E, quase se esquecendo sobre como equilibrar nas próprias pernas, cambaleou afrente, vomitando sem pensar muito:

— Roderich... Você... – De que raios falariam? Petrificado, o roxo naqueles olhos lhe recordava o entardecer e... Percebendo estes revirar, o cenho franzido pedia calma, enquanto se atrapalhava para continuar. – Você veio? 

— Como eu não viria? – Desgostoso, bronquearia, mas... Fitando as esmeraldas sem jeito, jamais admitiria que sentia certa saudade daquele casual nervosismo quando o “famoso conquistador” não sabia o que falar. Certa vez, chegou a explicar que peixes nadavam e... Suspirando fundo para manter a indiferença e resistir a vontade de ajeitar a torta gravata, baixou um pouco a guarda. – Sim, eu vim, Antônio. – O discreto riso estava cada vez mais inevitável conforme o ex-marido estava ainda mais sem jeito. Piscando calmo, interpôs. – E suponho que não consegue escolher algo sobre o que possamos conversar.

— Sim. – Coçando a nuca, os assuntos se entrelaçavam e tudo virava um grande nó. Talvez, nunca pudesse ser um piano, pois, iria conter um desastroso som. Deste modo, relaxando os ombros, confessou. – Nunca sei. Eu só... Eu só fico feliz quando o reencontro.

— Você não precisaria me reencontrar se... – A mágoa. Pensando bem, aquele não era o lugar. Pigarreando, corrigiu sem humor. – Você pode falar sobre como estão as coisas em sua casa. Sobre o Romano, talvez. Até mesmo sobre a Bélgica. – E, aos poucos, Roderich percebia o habitual sorriso espanhol aumentar em concordância, coisa que o idiota fazia quando esvaecia. E, para falar a verdade, a necessidade naquele momento, não era apropriadamente palavras, e sim, uma torta de amêndoas. Portanto, a sugestão casual. – Estamos no intervalo, por que não vamos comer algo?   

— Claro! Até sinto que meu apetite voltar.
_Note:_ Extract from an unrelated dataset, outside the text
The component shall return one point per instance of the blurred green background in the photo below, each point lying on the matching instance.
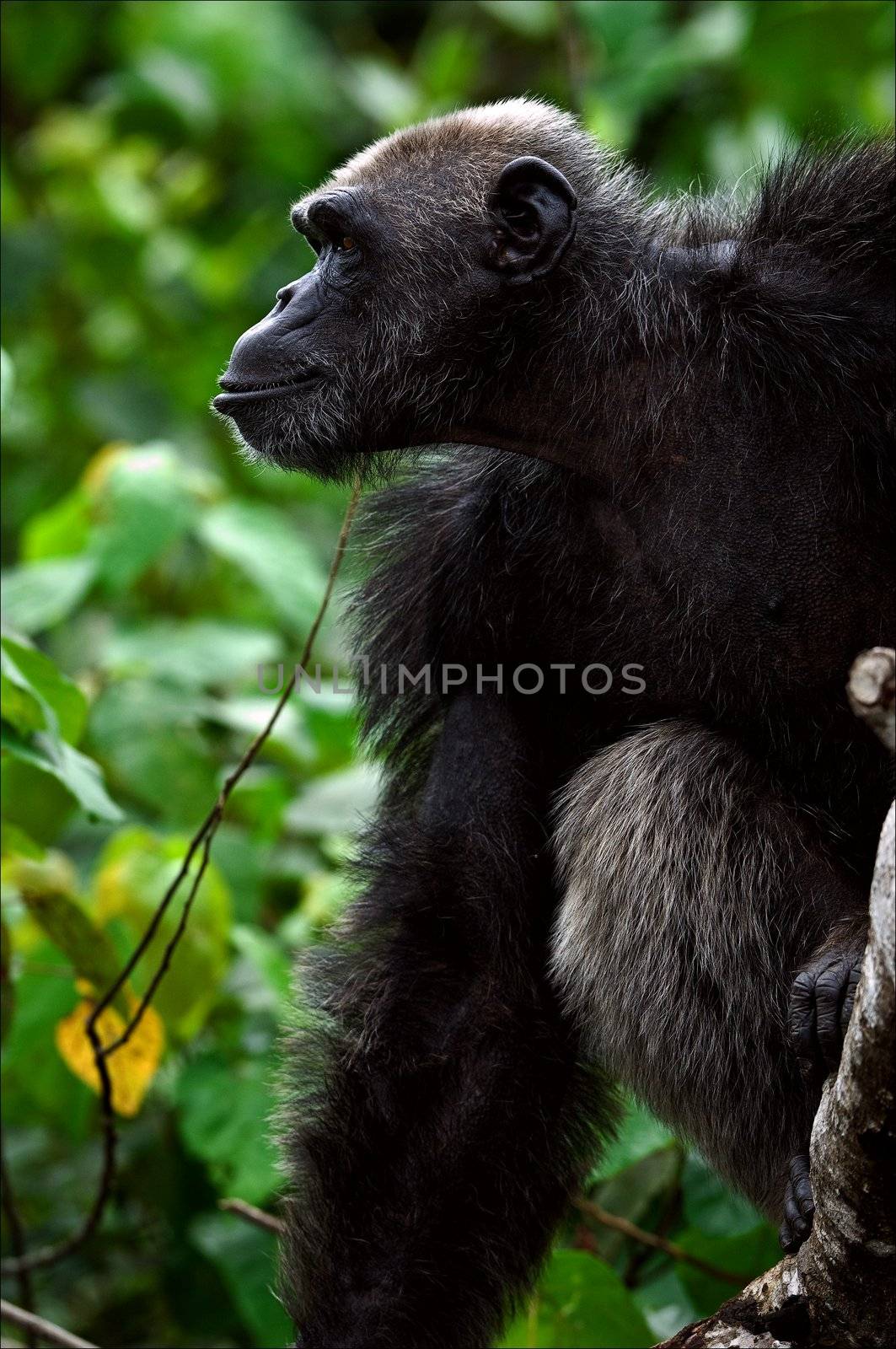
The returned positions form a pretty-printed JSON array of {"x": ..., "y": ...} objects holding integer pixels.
[{"x": 150, "y": 153}]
— Antônio. – A moderada repreensão. – Você está se alimentando?

— Sim. – O riso educado, repleto de sotaque. Aproximando-se do casal, o francês depositava a mão sobre o ombro espanhol, ratificando ao austríaco. – Ele está.

E, por um par de segundos, o silêncio reinou guilhotinando casualidades, tortas e esperanças.

Baixando o rosto, Antônio jurava que a altiva mão lhe concedendo carinho, pesava como mil correntes. E, mais do que nunca, ele queria ser um piano, daqueles bem velhos, pesados e que muitos considerariam um fardo, somente assim, nada poderia separá-los das talentosas mãos.

Mas, não...

Ele...

Acobertando os carinhosos dedos com a própria palma, ele... queria afastá-lo?

Ele...

Eles...

Eles não... O radiante sorriso, recordava que, ali, brilhando ao seu lado, estava o melhor amigo. Como também, o constante lembrete que aqueles verdes campos agrícolas já não detinha o direito de sonhar com o estimado músico.

E, por mais que o germânico fosse, eternamente, sua composição favorita, não poderia o presentear com cravos, pois entre ele e o palco, os acumulados anos era uma disforme multidão.

Deste modo, percebendo-o afastar, também caminhou na direção oposta junto ao amigo. Contudo, ainda que fosse senso comum que somente tragédias emergissem de casamentos arranjados, a frequência com a qual os olhos se cruzavam de relance durante toda a segunda parte daquela reunião, apenas confirmava que, o entusiasmo que flamejava, mantendo vivo o seu país, não o fizera o único apaixonado.

E, intimamente feliz, Antônio sabia que por mais que ele jamais viesse a ser o esplêndido instrumento, a paixão que os unia transformava cada simplório encontro numa inesquecível sinfonia. Até porque, por mais que ele não pudesse ser um piano, considerava-os como teclas. Em unidade, cada um continha seu tom. Todavia, quando juntos foram dedilhados, reinaram, por duzentos anos, numa imperial melodia.